From its source high in the Black Forest, the Danube River winds its way east toward Vienna, Budapest and eventually the Black Sea. At the point where it crosses the border into Austria, it passes Passau, a beautiful baroque city on the banks of the Danube in that corner of Germany where the Czech Republic, Austria and Germany all meet.
In Europe, the University of Passau is regarded as having one of the best schools of international law. So when I was invited to spend my sabbatical at the University of Passau giving a series of lectures on the American jury system, I was excited and honored by the opportunity.
Germany, like virtually all European countries, does not use the jury system. Instead, a case is tried with a panel of judges (usually, three to five on the panel). In fact, the American jury trial, the bedrock foundation of our American justice system, is in many ways a mystery to Europeans.
As Americans, we grow up with the jury system. We see it on TV shows like Perry Mason and coverage of real life trials like O.J. Simpson. We watch juries in the movies from Henry Fonda as the hold-out juror in Twelve Angry Men to Richard Gere as the tap-dancing defense attorney in Chicago. In fact for Americans, it is difficult to imagine a justice system where one was not entitled to a jury of his peers. Plus, we all know relatives, friends and neighbors who have served on juries and have stories to tell.
Preparing these lectures on juries was a task I relished. Here was an opportunity to share one of the great pillars of Anglo-American jurisprudence.
As I walked into the lecture hall in the middle of campus for my first lecture, I was pleased to see it was filled with upper classmen and faculty members who appeared eager to learn about a system they had only seen in the movies. It turned out that this was an interested and inquisitive audience.
My lectures traced the origin of the jury system in England from about the year 1215 through the American Revolution and up to modern day practice. I explained jury duty and how jurors are just ordinary people, summoned to perform their civic duty and selected by the attorneys for the parties.
I was able to explain how attorneys in a jury trial present their case in an adversarial process, where each side has its chance to call witnesses and cross-examine witnesses on the other side. This is a dramatic departure from the European system in which the presiding judge selects and calls the witnesses and asks virtually all of the questions. The students were fascinated to learn how the American trial lawyer considers not only the facts and the law, but also how to most effectively present the case using just the right tenor and mood to fit the client, the claim, and the evidence.
The students and faculty who attended were also intrigued by our system of pretrial discovery. Europeans don’t do discovery. They have no such thing as depositions or document production, all of which are so routine in our civil litigation system.
Instead under the German system the court prepares the case for trial and asks virtually all of the questions. When they appear at trial, the parties have no idea apart from the allegations in the pleadings just exactly what the other side’s witnesses will say.
And, unlike our system, there is no opportunity for the lawyer to ask those penetrating and revealing questions in cross examination. Why not? Because there is no cross examination.
At first the 90 minutes I was allotted for each lecture seemed like it would be more than adequate.
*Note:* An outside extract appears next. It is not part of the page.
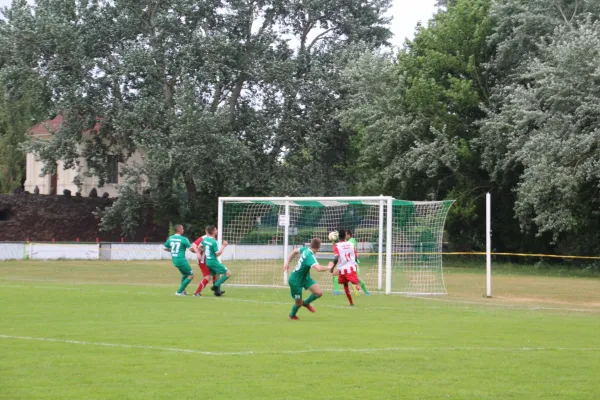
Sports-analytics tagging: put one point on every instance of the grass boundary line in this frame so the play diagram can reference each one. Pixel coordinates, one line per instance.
(302, 351)
(499, 305)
In fact, I was worried that I wouldn’t have enough material to fill all 90 minutes. Little did I know that the students and faculty would be so enthusiastic in their response and that questions would last until well beyond the allotted time.
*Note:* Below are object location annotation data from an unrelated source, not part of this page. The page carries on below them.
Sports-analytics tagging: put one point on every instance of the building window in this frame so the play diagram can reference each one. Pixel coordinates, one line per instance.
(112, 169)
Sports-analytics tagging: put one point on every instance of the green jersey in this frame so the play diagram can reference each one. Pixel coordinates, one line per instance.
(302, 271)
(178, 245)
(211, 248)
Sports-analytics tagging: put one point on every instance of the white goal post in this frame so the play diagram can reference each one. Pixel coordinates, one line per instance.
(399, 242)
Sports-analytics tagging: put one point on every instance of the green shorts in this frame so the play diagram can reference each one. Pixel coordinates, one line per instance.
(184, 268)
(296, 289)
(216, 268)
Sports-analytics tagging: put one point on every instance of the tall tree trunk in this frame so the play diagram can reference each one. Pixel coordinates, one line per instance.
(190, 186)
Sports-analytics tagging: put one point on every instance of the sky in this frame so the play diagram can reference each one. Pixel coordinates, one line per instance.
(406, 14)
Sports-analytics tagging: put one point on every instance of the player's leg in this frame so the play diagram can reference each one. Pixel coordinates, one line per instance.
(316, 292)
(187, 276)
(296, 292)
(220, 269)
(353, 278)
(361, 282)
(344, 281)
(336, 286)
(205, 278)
After one lecture, a woman approached me and told me that she had driven from Munich some two hours away. Someone from the law school had called her and told her that she needed to hear what I had to say, so she drove the two hours in order to take in my lecture.
It is the custom for German university students to knock politely on the desk with their knuckles to applaud a professor at the end of a lecture. After my last lecture, I was very pleased to receive a prolonged and resounding knocking or “Klopfen” as a sign of heartfelt appreciation. But really the pleasure was all mine.